In CFAS, 21% of subjects reported at least one incidence of anticholinergic use, and 12% reported recurrent use. Another 17% reported any hypnotic use, and 11% reported recurrent use. The main indications were as an antidepressant (13%), for urological issues (4%), as antiparkinsonism drugs (1%), as antipsychotics (3%), and as antihistamines (3%). Overall, 18% reported concurrent use of benzodiazepines and hypnotics. At time of death, 46% had a diagnosis of dementia.

“Those reporting benzodiazepine use were more likely to be women and to have depression or sleep problems,” Dr. Fox noted, although he didn’t give specific hazard ratios.
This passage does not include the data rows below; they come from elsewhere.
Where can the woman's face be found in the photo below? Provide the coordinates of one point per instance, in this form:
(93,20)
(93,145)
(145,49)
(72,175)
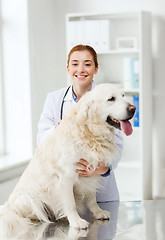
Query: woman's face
(82,68)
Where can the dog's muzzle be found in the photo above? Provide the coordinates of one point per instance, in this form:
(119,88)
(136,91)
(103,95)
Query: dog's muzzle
(124,124)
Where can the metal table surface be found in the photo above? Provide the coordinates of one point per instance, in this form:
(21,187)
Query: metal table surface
(129,221)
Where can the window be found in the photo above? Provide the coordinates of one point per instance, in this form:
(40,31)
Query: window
(15,108)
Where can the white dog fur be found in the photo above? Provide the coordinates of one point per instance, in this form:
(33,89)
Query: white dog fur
(50,188)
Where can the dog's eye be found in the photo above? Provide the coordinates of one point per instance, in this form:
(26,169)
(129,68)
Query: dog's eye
(112,99)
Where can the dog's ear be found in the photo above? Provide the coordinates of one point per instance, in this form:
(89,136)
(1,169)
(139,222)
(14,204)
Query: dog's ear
(85,107)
After adjustment for numerous factors, including age, sex, stroke, hypertension, depression, anxiety, asthma, Parkinson’s disease, duration of sleep problems, education, and smoking, he found no statistically increased risk of amyloid brain plaques or tau tangles, the pathologic hallmarks of Alzheimer’s disease.

Anticholinergic use was associated with a significant 60% reduction in cortical atrophy (odds ratio, 0.40) and recurrent use with a 61% reduction in amyloid angiopathy (OR, 0.39).

However, both medication classes were associated with greater neuronal loss in the nucleus basalis. Recurrent use of anticholinergic drugs increased neuronal loss by 300% (OR, 4.12), while any use nearly tripled it (OR, 2.87). Recurrent use of benzodiazepines was associated with increased neuronal loss in the region (OR, 3.76) as well. However, these associations did not reach statistical significance. But there was a statistically significant association with any use of benzodiazepines and neuronal loss in the nucleus basalis (OR, 6.84).

“We did find greater neuronal loss in the nucleus basalis associated with benzodiazepine and anticholinergic drugs use,” Dr. Fox said. “The nucleus basalis is rich in neurons that stimulate the cholinergic system of the neocortex. Neuronal loss in this region is thought to occur in the early stages of Alzheimer’s. Other studies have suggested that volume loss in the basal forebrain cholinergic site leads to widespread cortical atrophy in patients with mild cognitive impairment. We did not observe the widespread cortical atrophy, however.

“Given that the strongest associations were observed for benzodiazepines and neuronal loss in the nucleus basalis, it may be that the drugs were prescribed to treat the symptoms of ‘cholinergic deficiency syndrome,’ Our findings suggest that the symptoms of dementia lead to an increase of benzodiazepines as opposed to the medications actually causing Alzheimer’s disease,” he said.

Dr. Fox reported no financial disclosures.